I for instance visualise a teacher, health worker, administrator etc. who gets additional wage in your locality- they will most likely buy consumer goods or invest in businesses- small and big.
This has a multiplier effect to the economy. Far away in the United States, the revered Chief Executive Officer Henry Ford, a manufacturer of Ford brand of cars, made it his mission to pay his workers enough so that they could buy the cars they made. By doing so, the market for his cars began from within and stretched across all nations on earth.
Incentivisingthe workforce through high wages/salaries requires a delicate balance based on rationalisation if we are to stimulate morale and productivity of workers in the public sector.
It is for example common knowledge that the wage structure of civil service in Uganda is confusing. There are some officials who even earn salaries or what some call ‘take-home” that are higher than what the President and Prime Minster of Uganda earn.
Of course some of these distortions are explained under things like allowances, mileage, facilitation, severance etc. But these distortions are not democratic.
For example, teachers and nurses do not have these allowances. Some people are asking legitimate questions like – Why are for example Members of Parliament earning ten times more than a teacher? Yet most members of Parliament have the same qualifications, or rather some teachers have even better qualifications than some Members of Parliament since the minimum qualification for a member of parliament is equivalent of Advanced Certificate of Education.
This is a genuine question that should be resolved by a wage restructured regime that looks at ingredients like- qualifications, specialty and expertise, uniqueness of labour, labour demand, risk, working conditions, expected results etc. This kind of structure breeds equity and balance in the economy.
Allowances should also be rationalised. For example, data visualisation by Advocates Coalition for Development and Environment (ACODE) shows that Parliamentary Commission expenditure is shooting through the roof.
From Shs82 billion in the 2008/2009 financial year, it hit Shs280 billion in the 2010/2011 financial year and continues to grow.
A deeper drill into the datasets shows that many MPs are spending tax payers’ money on foreign trips without clearly showing benefits of their trips to their constituents and the country.
Of course, some MPs file reports – but the majority do not.MPs are entitled to an allowance of Shs1.4 million (US$550) per day spent out of the country on official duty.
For example, on Nov. 21, 2011, the media reported that Shs8.5 billion was allocated to facilitate at least 300 of the 344 legislators on foreign travel for the financial year 2011/2012.

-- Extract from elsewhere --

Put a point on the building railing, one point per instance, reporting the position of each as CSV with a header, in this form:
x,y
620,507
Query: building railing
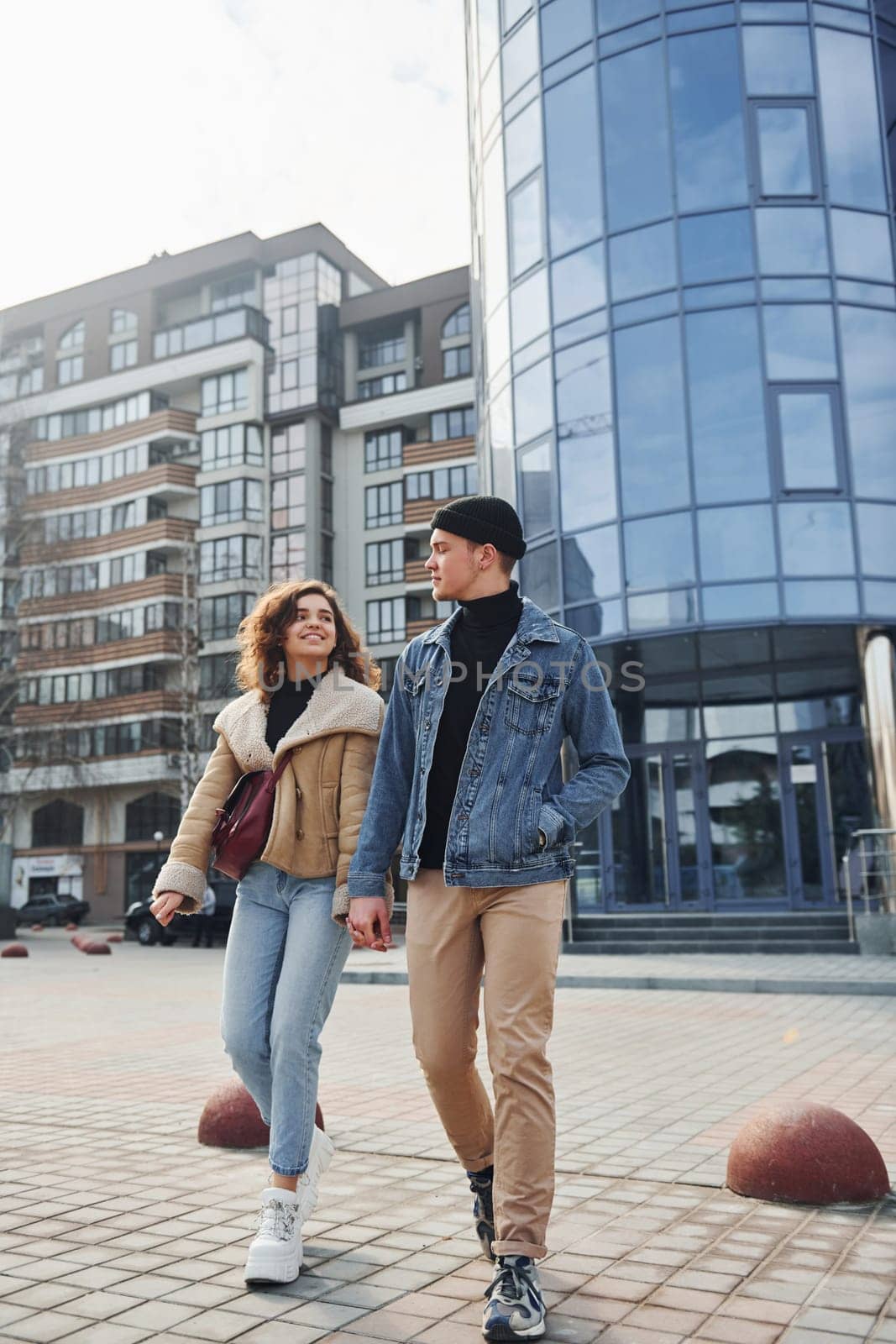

In a space of just four months, Shs2.2 billion had already been spent on MPs’ foreign travels – an average of Shs550 million per month.
Whereas some MPs trips or other public officials are justified, travels should be streamlined to national interest to avert bloating public administration expenditure and balance our wage bill.
Morrison Rwakakamba is the Chief Executive Officer of Agency for Transformation and also a Special Presidential assistant on Research and Information in State House.